Today, I approved the final proof, and it goes to the printer tomorrow. I am beyond excited about this book and I am really proud of what me and Publisher created. Now, I just await holding the book in my hands. And of course, the cycle will begin again, and I'm already scratching my head for a new idea for a book, but for now, I think I'll just revel in the wonderfulness.

Tuesday, August 5, 2014

Katie as Editor

So this poet is pretty proud today, well, yesterday, but I just got around to writing this today because... well, reasons.

Anyway, the first issue of Amarillo Bay with me as poetry editor was published. You can check it out here.

So what does the editorial process of a literary journal look like? Well, now that I'm so experienced (hehehehe) let me shed a little bit of light on the process.

The whole thing began oh, about three months ago in May. I got the "job" and my first task was, of course, slush sifting, which means, of course, going through a bunch of unsolicited submissions in search of gems. I started receiving said submissions right away, and each time my inbox was full, I have to admit, I felt a little excited and honored. Poets from all over the world (and I can say that because some dude sent me a batch from Brazil!) were sending ME their poems to read.

My process for slush-sifting looks like this: I read the batch of poems. The ones I knew weren't a good fit for the journal's vision got a rejection letter after my initial read through.

For the batches that showed a little promise, clipped my favorite poems with their author's emails and pasted them in a word document. I called this my "maybe" pile.

This went on for about two months. I'd receive, oh, a handful of batches everyday, and I'd clean out my inbox about once or twice a week. So it really wasn't all that time consuming, to be honest.  Maybe an hour and a half a week.

After the two months of sifting were up, I decided it was time to make my selections. So, I returned to my word document of "maybes" which totaled about 30 poems to winnow it down to my final seven, which I would accept for publication.

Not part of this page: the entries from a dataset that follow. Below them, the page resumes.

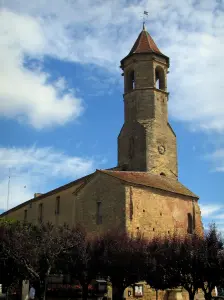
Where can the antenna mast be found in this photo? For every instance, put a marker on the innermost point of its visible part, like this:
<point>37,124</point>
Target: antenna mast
<point>9,178</point>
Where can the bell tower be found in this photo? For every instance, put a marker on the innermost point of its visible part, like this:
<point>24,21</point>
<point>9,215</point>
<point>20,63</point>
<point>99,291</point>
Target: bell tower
<point>146,142</point>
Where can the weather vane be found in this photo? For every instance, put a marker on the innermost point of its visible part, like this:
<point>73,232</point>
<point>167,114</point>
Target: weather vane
<point>145,14</point>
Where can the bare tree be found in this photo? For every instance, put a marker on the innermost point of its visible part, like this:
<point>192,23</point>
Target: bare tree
<point>37,248</point>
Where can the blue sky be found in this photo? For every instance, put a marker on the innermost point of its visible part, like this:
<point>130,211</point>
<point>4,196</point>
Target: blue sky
<point>61,105</point>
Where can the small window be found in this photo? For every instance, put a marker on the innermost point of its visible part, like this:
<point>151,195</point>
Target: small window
<point>160,78</point>
<point>99,218</point>
<point>25,215</point>
<point>130,81</point>
<point>131,210</point>
<point>40,212</point>
<point>57,206</point>
<point>190,223</point>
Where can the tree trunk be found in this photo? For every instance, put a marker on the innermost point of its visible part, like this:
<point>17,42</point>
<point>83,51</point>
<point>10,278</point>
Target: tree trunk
<point>191,295</point>
<point>208,295</point>
<point>85,291</point>
<point>42,290</point>
<point>118,293</point>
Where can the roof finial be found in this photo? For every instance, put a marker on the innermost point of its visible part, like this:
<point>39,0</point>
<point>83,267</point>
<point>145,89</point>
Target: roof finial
<point>144,14</point>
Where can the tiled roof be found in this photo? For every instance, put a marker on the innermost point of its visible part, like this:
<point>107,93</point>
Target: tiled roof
<point>76,184</point>
<point>144,43</point>
<point>151,180</point>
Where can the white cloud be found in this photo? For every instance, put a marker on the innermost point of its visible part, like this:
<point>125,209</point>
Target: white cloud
<point>217,160</point>
<point>209,210</point>
<point>26,94</point>
<point>102,32</point>
<point>36,169</point>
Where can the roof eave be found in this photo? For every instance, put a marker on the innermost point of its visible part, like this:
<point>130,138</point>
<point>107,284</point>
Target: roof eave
<point>146,52</point>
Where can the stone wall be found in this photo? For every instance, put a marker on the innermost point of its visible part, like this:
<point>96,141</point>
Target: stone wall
<point>154,212</point>
<point>111,193</point>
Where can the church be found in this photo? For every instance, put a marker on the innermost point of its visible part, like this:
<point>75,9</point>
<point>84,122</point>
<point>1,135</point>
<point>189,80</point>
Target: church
<point>142,194</point>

I read through my little gems again, rating them on a scale from 1 to 10. Since I was reading the poems with fresh eyes, it was actually pretty fun. I'd forgotten what most of the poems were like, and it was surprising to look through what had initially spoken to me, and it was pretty easy to pick my favorites at this point, to be honest.

Then came the fun part. I sent out acceptance letters! And then the less fun part -- the rejection letters. But all of the poems that made it past my initial sift got a nice, personal rejection inviting them to resubmit. So, maybe it was a little fun after all. One of the poems I wanted to accept had already been published elsewhere, so that was a bit of a bummer. But not to worry, I just picked another poem from the same poet that I liked almost as much, and all was well.

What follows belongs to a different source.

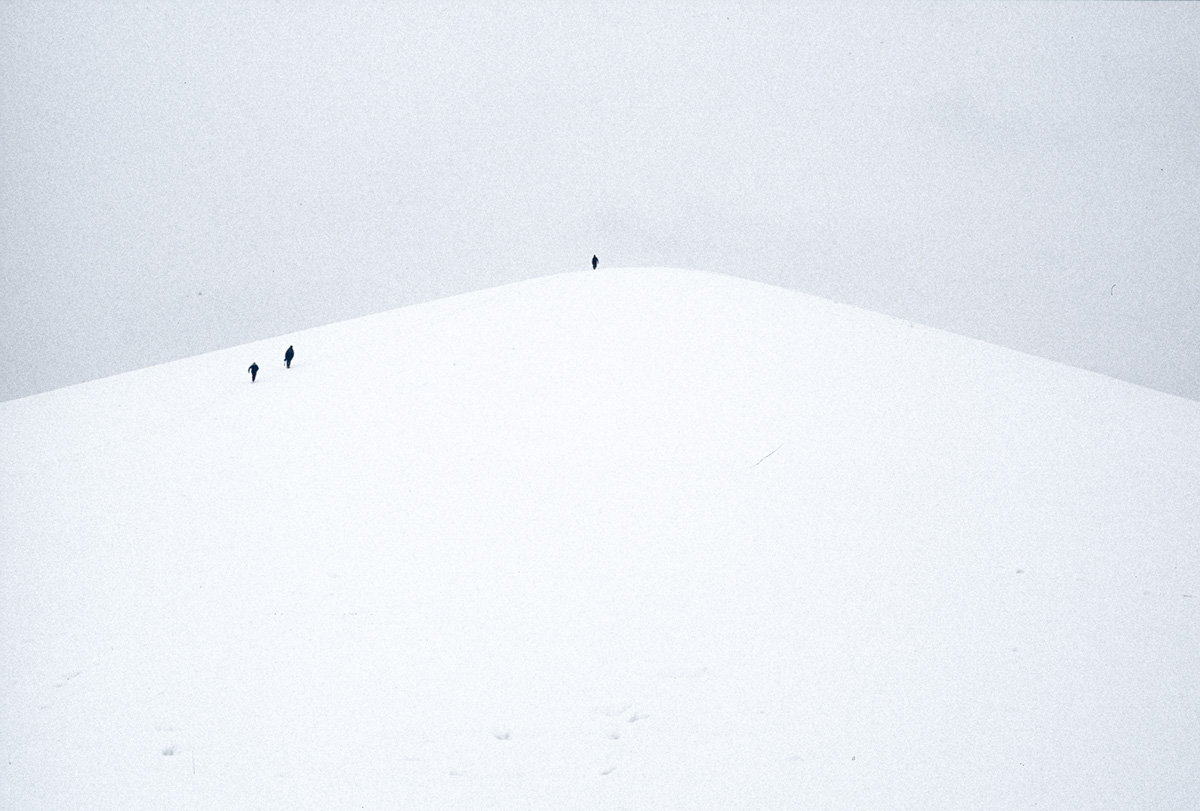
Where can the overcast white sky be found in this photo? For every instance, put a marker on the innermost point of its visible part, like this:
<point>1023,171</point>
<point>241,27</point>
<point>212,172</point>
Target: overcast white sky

Once I'd heard back from everyone, I forwarded my selections to the publisher. He loved them, but we went back and forth with edits, which was tedious but important.

And then, well, the issue was published!

Want a confession? My favorite poem of this batch was "Boris the Ninety-Pound House Cat." At first, the poem didn't grab me, but now I just can't get that zinger-of-a-first-line out of my head. Of course, I can totally relate to that poem, being a serious cat lover myself (note to readers, submit cat poems. I have a soft spot!).

And that's pretty much it. I've already begun reading for our December issue. If you have a poem laying around and want me to take a look, do toss a submission my way. I respond to everything, and almost always leave some sort of personal feedback.

So that's how I do things. I wonder how other poetry editors handle submissions and slush-sifting? I'd love to hear your thoughts, always always always.